Barrie Russell Jones was born in Silverstream, near Wellington, New Zealand, in 1921. He received his B.Sc. in chemistry and physics from Victoria College at Wellington University and his MB and BS from Dunedin’s University of Otango, before moving to the United Kingdom where he specialized in ophthalmology. He served for 17 years as a Professor of Clinical Ophthalmology at the Institute of Ophthalmology in Moorefield’s Eye Hospital in London before relinquishing the chair to set up a new Department of Preventive Opthalmology. In 1981, he established the International Center for Eye Health at the Institute of Ophthalmology, which became – under his leadership – one of the foremost institutions for the education and training of
opthalmologists from all over the world. After his retirement in 1987, he was named Professor Emeritus of Preventive Opthalomology and Director of the International Center for Eye Health at the London School of Hygiene and Tropical Medicine.
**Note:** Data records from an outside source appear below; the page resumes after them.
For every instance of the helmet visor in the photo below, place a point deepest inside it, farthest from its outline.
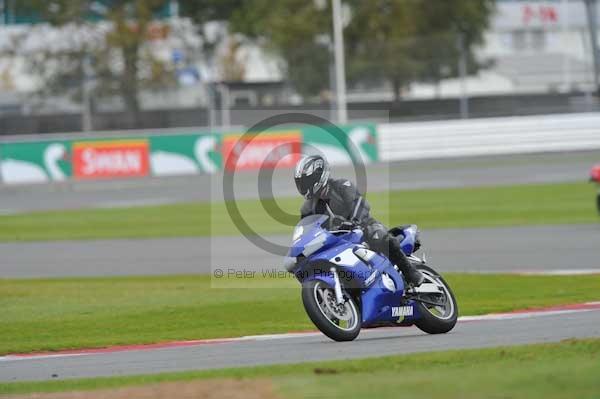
(305, 184)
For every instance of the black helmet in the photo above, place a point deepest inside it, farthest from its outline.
(311, 176)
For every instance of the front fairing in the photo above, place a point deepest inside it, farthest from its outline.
(310, 236)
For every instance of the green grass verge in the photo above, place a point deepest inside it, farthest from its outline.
(458, 207)
(568, 369)
(40, 315)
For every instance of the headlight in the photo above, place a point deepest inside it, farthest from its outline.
(298, 231)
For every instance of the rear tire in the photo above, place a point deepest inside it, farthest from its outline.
(317, 312)
(428, 321)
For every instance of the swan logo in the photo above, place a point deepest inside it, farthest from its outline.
(106, 159)
(271, 151)
(34, 162)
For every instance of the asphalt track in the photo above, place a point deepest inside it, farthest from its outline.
(475, 171)
(296, 348)
(508, 249)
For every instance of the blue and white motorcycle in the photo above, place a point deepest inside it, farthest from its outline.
(346, 286)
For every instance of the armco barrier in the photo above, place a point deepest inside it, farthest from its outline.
(140, 154)
(421, 140)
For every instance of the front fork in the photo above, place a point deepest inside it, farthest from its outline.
(337, 286)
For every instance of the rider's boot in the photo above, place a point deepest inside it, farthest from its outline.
(411, 274)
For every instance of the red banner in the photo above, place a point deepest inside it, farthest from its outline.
(277, 150)
(110, 159)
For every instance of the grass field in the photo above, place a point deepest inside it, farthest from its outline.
(568, 369)
(41, 315)
(459, 207)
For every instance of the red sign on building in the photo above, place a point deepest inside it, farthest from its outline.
(542, 13)
(269, 150)
(110, 159)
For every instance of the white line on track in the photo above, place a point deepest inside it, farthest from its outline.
(526, 314)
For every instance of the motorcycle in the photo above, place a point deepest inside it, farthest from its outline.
(347, 287)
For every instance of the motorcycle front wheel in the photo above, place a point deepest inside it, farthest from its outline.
(340, 322)
(438, 312)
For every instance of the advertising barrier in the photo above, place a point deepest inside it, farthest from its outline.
(84, 158)
(110, 159)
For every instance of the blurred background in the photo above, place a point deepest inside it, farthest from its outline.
(82, 65)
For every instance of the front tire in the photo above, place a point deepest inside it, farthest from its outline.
(338, 322)
(437, 319)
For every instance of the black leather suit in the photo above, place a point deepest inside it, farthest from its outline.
(343, 199)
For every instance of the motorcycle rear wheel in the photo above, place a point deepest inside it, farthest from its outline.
(338, 322)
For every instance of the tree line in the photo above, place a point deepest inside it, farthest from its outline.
(397, 42)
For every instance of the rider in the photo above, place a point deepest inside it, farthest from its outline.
(328, 196)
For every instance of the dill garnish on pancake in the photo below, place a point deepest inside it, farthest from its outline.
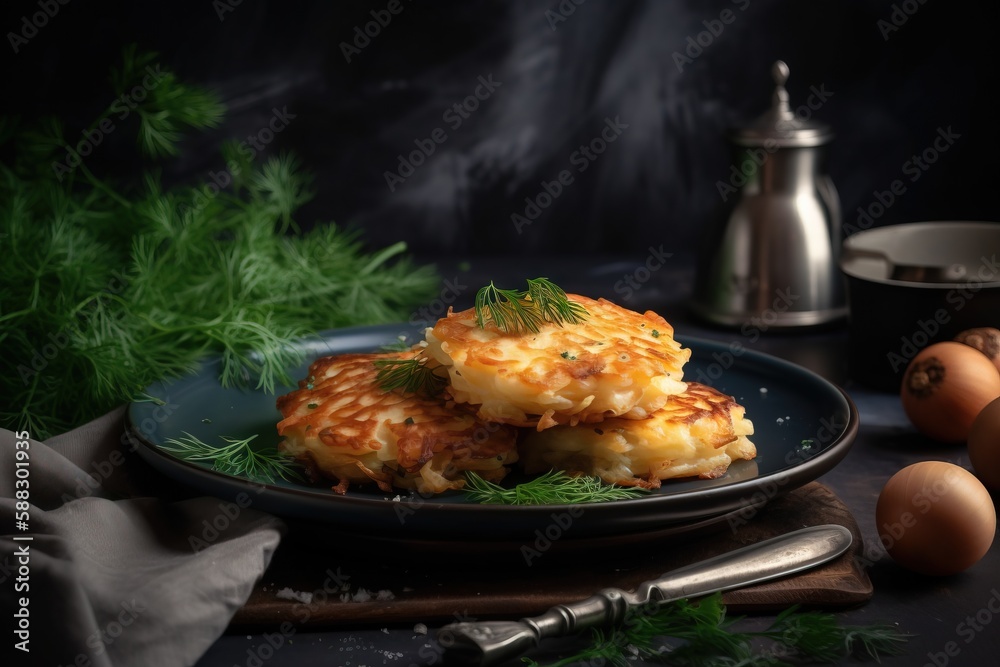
(540, 378)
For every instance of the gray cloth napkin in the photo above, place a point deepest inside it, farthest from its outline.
(121, 570)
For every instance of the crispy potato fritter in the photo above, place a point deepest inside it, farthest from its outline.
(342, 425)
(614, 363)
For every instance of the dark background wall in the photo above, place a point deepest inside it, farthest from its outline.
(893, 74)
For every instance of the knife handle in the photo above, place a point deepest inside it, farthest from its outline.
(493, 642)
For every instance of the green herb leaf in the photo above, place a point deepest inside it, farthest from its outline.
(698, 633)
(108, 286)
(236, 457)
(551, 488)
(411, 376)
(514, 311)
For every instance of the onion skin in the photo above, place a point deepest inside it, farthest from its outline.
(935, 518)
(945, 387)
(984, 446)
(984, 339)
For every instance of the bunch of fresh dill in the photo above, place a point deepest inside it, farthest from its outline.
(698, 634)
(107, 286)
Professor Jones devoted his entire professional life to studying the etiology, transmission, pathogenesis and treatment of eye diseases and infections. For 12 successive years, he spent several weeks each year in Iran to pursue his studies on trachoma. He made seminal contributions to the diagnosis, therapy and prevention of viral and chlamydial eye diseases, and developed novel chemotherapeutic measures and surgical procedures to prevent blindness due to trachoma. In later years, he turned his attention to river blindness and designed novel strategies for controlling that widely spread disease in Africa. His group was the first to show that the drug Ivermectin can reduce the incidence of blindness in onchocerciasis (a parasitic disease that involves the eye).
Professor Jones published hundreds of research papers and authored or coauthored more than 23 books, in addition to a large number of invited lectureships and conference presentations. In recognition of his outstanding contributions to the fight against blindness, he was appointed CBE by the British Queen in 1985, and was awarded the King Faisal International Prize for Medicine in 1987.
Professor Jones was awarded Gonin Medal (the highest award of the International Council of Ophthalmology) in 1990 and the Global Achievement Award of the International Agency for the Prevention of Blindness in 2004. Following his retirement, the British Journal of Opthalmology dedicated an entire issue to honor his work. He died in Tauranga, New Zealand, in August 2009 at the age of 88.
Professor Barrie Russell Jones, has been awarded the prize, for his works on “Prevention of Blindness”. Professor Jones is the head of the International centre for Eye Health at the Institute of Ophthalmology, London University. He is also Director of the Centre for the Prevention of Blindness and Trachoma, which is affiliated with the World Health Organization (WHO).
Since he specialized in Ophthalmology in 1955, Professor Jones has pursued research in this field investigating viruses that cause blindness, especially the microbe of Trachoma, in addition to his inventive researches aimed at diagnosis and chemotherapy – including surgery – treatment of the disease. More recently he has concentrated his work on “River Blindness”, found in the Sudan and other African countries and reached successful measures to combat it.